At six or seven mana, you’re churning out large threats every turn while gaining loyalty. This isn’t inherently stronger than the other end-games available in Standard, but the looming (or immediate, at seven mana) threat of the Overrun ultimate makes Nissa terrifying if you have any prior presence on the battlefield. The need for Forests blunts this a little, as there is a lot of strong, non-typed mana fixing, but the Streets of New Capenna Triomes help there. 

In another sense, this Nissa’s timing is terrible.
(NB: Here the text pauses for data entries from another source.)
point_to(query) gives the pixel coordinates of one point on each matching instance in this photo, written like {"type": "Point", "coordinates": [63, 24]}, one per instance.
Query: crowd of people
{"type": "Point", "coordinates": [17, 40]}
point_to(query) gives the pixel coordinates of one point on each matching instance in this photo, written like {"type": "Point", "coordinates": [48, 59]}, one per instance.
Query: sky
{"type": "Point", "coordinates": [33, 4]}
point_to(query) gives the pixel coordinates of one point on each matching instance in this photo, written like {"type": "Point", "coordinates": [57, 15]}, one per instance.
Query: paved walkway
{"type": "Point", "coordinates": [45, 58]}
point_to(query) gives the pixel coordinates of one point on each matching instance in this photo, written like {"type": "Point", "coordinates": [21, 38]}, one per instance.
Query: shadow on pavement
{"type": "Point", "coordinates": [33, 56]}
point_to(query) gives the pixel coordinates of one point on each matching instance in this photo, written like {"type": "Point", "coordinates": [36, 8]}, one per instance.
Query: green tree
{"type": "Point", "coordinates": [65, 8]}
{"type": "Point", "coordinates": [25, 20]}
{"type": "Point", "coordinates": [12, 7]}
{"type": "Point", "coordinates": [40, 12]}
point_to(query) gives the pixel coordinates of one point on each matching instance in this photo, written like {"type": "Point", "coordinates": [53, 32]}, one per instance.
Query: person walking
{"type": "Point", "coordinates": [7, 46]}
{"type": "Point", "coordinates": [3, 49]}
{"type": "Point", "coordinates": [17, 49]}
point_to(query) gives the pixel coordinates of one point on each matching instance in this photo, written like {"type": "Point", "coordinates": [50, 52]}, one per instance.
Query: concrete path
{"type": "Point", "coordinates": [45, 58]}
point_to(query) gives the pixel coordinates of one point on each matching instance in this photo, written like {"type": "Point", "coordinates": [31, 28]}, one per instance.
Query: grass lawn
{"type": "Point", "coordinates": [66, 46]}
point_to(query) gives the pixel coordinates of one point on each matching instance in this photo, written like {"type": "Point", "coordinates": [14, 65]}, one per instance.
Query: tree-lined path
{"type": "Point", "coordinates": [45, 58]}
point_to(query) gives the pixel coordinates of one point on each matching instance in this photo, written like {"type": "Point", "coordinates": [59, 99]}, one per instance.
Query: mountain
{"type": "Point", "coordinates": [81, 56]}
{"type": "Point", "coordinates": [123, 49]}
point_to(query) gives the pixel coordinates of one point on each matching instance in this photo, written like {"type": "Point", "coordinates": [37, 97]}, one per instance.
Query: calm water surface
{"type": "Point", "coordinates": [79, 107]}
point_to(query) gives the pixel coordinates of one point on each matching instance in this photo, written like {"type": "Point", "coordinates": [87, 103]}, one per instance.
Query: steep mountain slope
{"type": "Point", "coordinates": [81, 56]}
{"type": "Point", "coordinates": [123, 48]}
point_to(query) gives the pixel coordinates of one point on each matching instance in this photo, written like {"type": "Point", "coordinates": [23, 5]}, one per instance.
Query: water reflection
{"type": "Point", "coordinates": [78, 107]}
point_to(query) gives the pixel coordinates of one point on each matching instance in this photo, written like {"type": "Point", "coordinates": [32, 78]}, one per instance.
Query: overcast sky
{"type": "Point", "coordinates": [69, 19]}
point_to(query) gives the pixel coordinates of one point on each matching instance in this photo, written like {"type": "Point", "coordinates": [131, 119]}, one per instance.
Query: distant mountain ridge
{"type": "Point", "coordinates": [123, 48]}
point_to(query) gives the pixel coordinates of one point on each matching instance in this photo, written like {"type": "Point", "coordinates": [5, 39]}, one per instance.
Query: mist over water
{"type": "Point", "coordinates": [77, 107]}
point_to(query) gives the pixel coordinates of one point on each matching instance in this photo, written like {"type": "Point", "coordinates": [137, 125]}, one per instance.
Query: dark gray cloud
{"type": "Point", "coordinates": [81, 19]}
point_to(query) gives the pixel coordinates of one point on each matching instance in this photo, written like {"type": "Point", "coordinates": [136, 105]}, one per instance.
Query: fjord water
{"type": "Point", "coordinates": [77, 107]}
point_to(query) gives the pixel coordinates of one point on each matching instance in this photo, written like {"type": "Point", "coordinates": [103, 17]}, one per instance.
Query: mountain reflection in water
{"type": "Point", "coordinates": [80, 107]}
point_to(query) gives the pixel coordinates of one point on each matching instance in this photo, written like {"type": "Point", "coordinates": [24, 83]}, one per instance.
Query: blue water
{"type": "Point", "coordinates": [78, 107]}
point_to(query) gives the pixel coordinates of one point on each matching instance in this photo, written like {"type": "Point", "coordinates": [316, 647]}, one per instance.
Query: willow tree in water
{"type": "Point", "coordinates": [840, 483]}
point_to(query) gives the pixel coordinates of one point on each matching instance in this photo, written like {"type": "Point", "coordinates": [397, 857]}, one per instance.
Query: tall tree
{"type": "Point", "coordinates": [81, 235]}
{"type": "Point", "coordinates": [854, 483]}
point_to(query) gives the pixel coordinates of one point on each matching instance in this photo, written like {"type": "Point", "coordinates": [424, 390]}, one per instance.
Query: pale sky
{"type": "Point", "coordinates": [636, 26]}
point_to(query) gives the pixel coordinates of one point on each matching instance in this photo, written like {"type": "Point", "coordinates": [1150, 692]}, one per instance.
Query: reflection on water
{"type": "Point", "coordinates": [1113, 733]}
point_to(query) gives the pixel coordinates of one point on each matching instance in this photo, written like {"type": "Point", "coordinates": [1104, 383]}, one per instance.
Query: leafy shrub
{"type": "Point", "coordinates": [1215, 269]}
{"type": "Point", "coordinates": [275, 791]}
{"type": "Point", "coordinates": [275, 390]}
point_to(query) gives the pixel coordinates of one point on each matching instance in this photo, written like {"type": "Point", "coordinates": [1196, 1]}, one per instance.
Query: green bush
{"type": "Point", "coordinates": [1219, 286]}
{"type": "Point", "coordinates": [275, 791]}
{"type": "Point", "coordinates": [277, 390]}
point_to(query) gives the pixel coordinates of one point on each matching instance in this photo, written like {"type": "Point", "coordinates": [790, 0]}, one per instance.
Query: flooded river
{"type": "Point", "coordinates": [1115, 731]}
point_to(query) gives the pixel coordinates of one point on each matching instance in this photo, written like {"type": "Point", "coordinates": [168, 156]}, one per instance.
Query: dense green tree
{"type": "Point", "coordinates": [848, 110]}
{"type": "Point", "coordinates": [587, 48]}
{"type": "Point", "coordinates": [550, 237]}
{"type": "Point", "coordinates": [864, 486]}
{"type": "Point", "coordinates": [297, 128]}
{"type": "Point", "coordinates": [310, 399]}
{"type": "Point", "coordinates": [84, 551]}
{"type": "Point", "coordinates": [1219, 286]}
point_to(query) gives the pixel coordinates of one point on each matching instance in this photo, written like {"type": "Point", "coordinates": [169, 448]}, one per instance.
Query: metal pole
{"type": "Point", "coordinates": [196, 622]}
Green is less popular in current Standard than it has been in years – even a top-shelf green planeswalker would struggle to find a home given the lack of support – and the context for it is very hostile. Meanwhile, Azorius Soldiers is thrilled if this is your five-drop, and even the black midrange decks can trump a cheap Nissa with Invoke Despair in the same turn cycle, doubling down on your self-inflicted life loss. 

Maybe there’s some small hope of it cracking a larger format:

Nykthos, Shrine to Nyx

Mono-Green Devotion in Pioneer is mostly solved by now – the last debate is how to use the handful of flex slots in the maindeck, and Nissa, Ascended Animist is a new candidate there. Its biggest flaw is not being a hit for Storm the Festival, and this automatically disqualifies it for some Mono-Green pilots. It’s also the worst use of those flex slots against the aggro decks in Pioneer – at least other five-drops like Elder Gargaroth or Skysovereign, Consul Flagship can stabilize the game in return for that hefty investment. 

In return, you get a threat that you’re happy to ramp into as a five-drop on Turn 3 (helpfully, your Horror tokens from the +1 are big enough to trigger Kiora, Behemoth Beckoner right away) that also scales very well in longer games where the ultimate makes your collection of Elvish Mystics lethal on the spot. This Nissa also cheats the devotion check, as the Phyrexian green mana counts towards devotion to green regardless of how you paid it, turbo-charging your Nykthos turns.

Ultimately, I expect Nissa will fail to make a big impression in Pioneer. I’m glad that Magic has moved past the point where planeswalkers with good rates would define Standard by default, but there are some interesting designs in this bunch that I hope will get a chance to shine somewhere.